Daniela on the bridge over the moat into the main gate of the old fortress

Noella at the former Deputy Chief of Staff for Training Building

In my case, in my mind, I reprised the great work of some very capable leaders whose leadership at Fort Monroe made a huge difference to the Army.   I recalled the role played by the installation as an innovative leader in Army development in the days of the Coast Artillery School and later as TRADOC.

The initiatives by the latter organization that resulted in the organization, doctrine and equipment of the maneuver Army of the 1980s-90s and the training resource and systems establishment that supported that maneuver Army had had telling effect when unleashed in the two Iraq wars.  Leaders such as William E. DuPuy, Donn A. Starry, and Paul F. Gorman during their tours with TRADOC were emblematic of the quality and effect of developmental leadership experienced by TRADOC and its staff.  These leaders had the remarkable ability to comprehend the vision necessary to move the force to its new more capable embodiment and the systems necessary to get it there and sustain its operations.

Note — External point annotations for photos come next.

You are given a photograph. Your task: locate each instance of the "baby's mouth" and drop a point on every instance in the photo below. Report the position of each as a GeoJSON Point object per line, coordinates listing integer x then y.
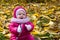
{"type": "Point", "coordinates": [21, 18]}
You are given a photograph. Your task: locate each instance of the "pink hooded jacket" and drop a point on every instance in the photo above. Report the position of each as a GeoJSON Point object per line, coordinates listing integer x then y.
{"type": "Point", "coordinates": [25, 34]}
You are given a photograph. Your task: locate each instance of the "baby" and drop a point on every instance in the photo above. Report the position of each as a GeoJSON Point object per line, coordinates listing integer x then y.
{"type": "Point", "coordinates": [20, 26]}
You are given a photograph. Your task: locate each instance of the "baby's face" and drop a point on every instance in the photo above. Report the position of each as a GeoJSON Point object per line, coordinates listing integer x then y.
{"type": "Point", "coordinates": [21, 15]}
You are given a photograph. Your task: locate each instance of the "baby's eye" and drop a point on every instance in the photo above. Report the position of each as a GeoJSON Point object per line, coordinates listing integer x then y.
{"type": "Point", "coordinates": [23, 14]}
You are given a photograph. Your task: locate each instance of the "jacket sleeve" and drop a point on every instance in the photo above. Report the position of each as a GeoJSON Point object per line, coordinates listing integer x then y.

In the author’s experience such leadership is some of the most difficult to perform well and those that are good at it are rare in the leadership stable of most armies.  These officers had that ability to lead in this difficult development environment, leadership that produced remarkable successes.  Many of them I was fortunate to have known and study under.  I did apply the lessons learned for many years to come in other roles in and outside of the Army.